Security is of utmost importance. We go way above the security measures put in place by all the companies
we have worked for previously. Protection of private information stored in the application is ensured by the
use of secure SSL connections. The use of captcha and counting failed login atempts prevents "brute force" or "dictionary" login attacks.
We implement measures to avoid "session hijacking".
We store your passwords in the system but have no way of finding out what they are. We don't use
unencrypted connections to the server. This means no unencrypted FTP, RDP, SQL Server database connections or email connections like most IT companies have.
Access to web services are restricted to only allow validated user access.
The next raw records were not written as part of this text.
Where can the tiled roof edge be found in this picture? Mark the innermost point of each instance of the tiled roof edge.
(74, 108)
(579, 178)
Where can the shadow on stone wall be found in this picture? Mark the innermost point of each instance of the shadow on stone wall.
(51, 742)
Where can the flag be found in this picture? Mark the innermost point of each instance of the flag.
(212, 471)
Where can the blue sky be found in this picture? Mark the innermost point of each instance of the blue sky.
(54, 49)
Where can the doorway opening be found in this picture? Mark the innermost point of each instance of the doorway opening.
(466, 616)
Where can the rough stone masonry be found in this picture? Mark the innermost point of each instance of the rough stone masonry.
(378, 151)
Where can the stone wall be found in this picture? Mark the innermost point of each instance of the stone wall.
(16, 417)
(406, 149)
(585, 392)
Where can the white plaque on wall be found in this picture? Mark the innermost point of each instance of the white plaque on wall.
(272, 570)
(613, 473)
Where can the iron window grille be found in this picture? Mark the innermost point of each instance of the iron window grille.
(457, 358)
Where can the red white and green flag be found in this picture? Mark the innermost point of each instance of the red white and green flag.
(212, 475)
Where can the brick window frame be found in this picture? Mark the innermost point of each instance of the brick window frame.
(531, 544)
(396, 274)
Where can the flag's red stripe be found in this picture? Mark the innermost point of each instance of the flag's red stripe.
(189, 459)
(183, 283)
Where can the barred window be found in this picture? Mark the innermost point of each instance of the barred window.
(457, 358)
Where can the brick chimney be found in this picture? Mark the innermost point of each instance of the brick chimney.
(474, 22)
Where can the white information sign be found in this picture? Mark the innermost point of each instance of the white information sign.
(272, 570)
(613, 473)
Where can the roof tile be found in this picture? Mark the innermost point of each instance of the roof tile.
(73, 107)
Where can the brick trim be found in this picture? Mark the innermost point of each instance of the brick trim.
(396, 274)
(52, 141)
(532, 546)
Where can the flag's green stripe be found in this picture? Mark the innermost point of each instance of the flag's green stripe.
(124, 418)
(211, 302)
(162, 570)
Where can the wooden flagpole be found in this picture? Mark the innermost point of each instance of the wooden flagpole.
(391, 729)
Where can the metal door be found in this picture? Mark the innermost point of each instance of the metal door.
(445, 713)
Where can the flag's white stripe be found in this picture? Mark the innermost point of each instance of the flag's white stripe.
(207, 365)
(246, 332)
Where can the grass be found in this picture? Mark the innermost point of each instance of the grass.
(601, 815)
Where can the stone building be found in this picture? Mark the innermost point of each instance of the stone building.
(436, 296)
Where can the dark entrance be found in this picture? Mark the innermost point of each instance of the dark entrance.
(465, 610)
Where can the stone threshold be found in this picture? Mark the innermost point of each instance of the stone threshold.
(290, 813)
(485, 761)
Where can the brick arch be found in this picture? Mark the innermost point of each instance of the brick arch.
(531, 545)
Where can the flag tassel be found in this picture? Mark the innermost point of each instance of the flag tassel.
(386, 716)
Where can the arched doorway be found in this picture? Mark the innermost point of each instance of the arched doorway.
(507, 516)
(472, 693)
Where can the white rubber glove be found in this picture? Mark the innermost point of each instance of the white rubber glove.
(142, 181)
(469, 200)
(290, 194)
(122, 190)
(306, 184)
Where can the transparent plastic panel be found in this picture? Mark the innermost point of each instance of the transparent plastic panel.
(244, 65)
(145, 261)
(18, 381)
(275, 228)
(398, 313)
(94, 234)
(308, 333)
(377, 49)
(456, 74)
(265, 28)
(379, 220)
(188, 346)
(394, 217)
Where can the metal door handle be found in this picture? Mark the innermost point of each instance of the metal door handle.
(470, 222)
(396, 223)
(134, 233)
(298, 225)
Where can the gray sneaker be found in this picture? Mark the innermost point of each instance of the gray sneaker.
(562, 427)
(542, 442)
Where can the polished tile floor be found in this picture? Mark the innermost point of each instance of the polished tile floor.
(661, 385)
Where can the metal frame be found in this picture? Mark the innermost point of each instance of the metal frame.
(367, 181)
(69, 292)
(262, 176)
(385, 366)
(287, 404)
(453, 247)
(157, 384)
We use Google OAuth2 for the mobile app's connection to webservices.
We protect against
SQL injection, cross site scripting and forged postbacks. We only allow certain IP addresses to
administer. We use multi-factor authentication for all accounts when available.
We employ the principle of least privileges through our systems. We really are picky about security.
It is hosted in Microsoft Azure cloud system.
The database and website is backed up every three hours. The file store and the backups are mirrored offsite by Microsoft.
We automatically download, to our premises, the database, file store and website backups daily and get notified repeatedly if any fail until it is fixed.
The application is written in ASP.net. The data is stored in SQL Server. The more graphical
features are developed using HTML5. Microsoft Silverlight is used but it is being phased out.